Consider combining pioglitazone with insulin therapy if there was a marked glucose-lowering response to the thiazolidinedione previously in those on high-dose insulin therapy in whom blood glucose is inadequately controlled. Caution the person to discontinue pioglitazone if clinically significant fluid retention develops.
The recommendations are to usually start insulin treatment with human neutral protamine Hagedorn (NPH) insulin. However a long-acting basal insulin may be considered in some circumstances such as special risk from hypoglycaemia, and where twice daily injection is problematic. Biphasic human insulin (premix) may be used if HbA1c >9.0% on oral agents, and biphasic analogues in case of hypoglycaemia with human premixes or for people with marked post-prandial glucose excursions.

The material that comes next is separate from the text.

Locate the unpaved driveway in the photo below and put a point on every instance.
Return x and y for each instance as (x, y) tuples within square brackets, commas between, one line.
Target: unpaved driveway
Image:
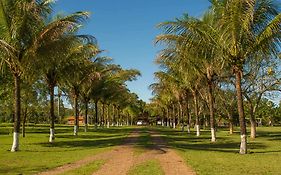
[(119, 160)]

Diabetic kidney and eye damage
Management of diabetic kidney disease
The diagnosis of diabetic kidney disease (DKD) is classically based on increased albumin excretion rate (‘microalbuminuria’). However, it is recognised that significant renal impairment can occur in the presence of normal albumin excretion (Table 1). Annual estimation of albumin:creatinine ratio (ACR) on a first-void morning urine sample is recommended, in the absence of proteinuria/urinary tract infection (UTI), to be confirmed within three to four months if raised. Estimated glomerular filtration rate (eGFR), using the four-variable Modification of Diet in Renal Disease (MDRD) equation, should also be calculated annually.
Table 1.
Other types of renal disease occur in people with diabetes; absence of retinopathy, nephrotic-range proteinuria, haematuria, rapid progression, and more severe hypertension are among the factors which should alert the diabetes team to this.
Management in all with confirmed raised ACR (>2.5 mg/mmol for men, >3.5 mg/mmol for women) is with an ACEI titrated to the full dose (again an A2RB if intolerance). If BP is > 130/80 mmHg it should be treated to below that level. Again, informed discussion prior to commencing ACEI is essential in women with a possibility of becoming pregnant.
Referral criteria for specialist renal care would include suspicion of non-diabetic kidney disease, a decline in eGFR of > 15% during the first two months of RAS blockade, progressive fall in eGFR once below 30 ml/min/1.73 m2, and problematic BP control.
Prevention of diabetic eye damage
At diagnosis, almost 30% of people with diabetes have background retinopathy which increases as the duration of diabetes increases.11The National Screening Programme for Diabetic Retinopathy is a quality-assured retinal screening programme that recommends an annual assessment of visual acuity and digital retinal photography with mydriasis by trained staff at, or around the time of, diagnosis and then structured eye surveillance annually (or earlier review or referral to an ophthalmologist if indicated).12Furthermore, links with ophthalmology services and with clinical care are essential to ensure that the findings of retinal screening are made available to both the specialist and the generalist looking after the patient.
Conclusion
The new guidelines provide a welcome update to those published in 2002. The emphasis on discussion and agreement with the individual person with diabetes is also welcome, as is that on structured programmes for education, and clarification of the role of self-monitoring. Differences in blood pressure and blood lipid management from those who do not have diabetes are significant. The update in 2009 on new glucose-lowering therapies will add to the changes espoused in the current guideline to clinical practice.
Disclaimer
The views expressed in this article are those of the authors, and do not seek in any way to represent those of the guideline development group, NICE or the RCP.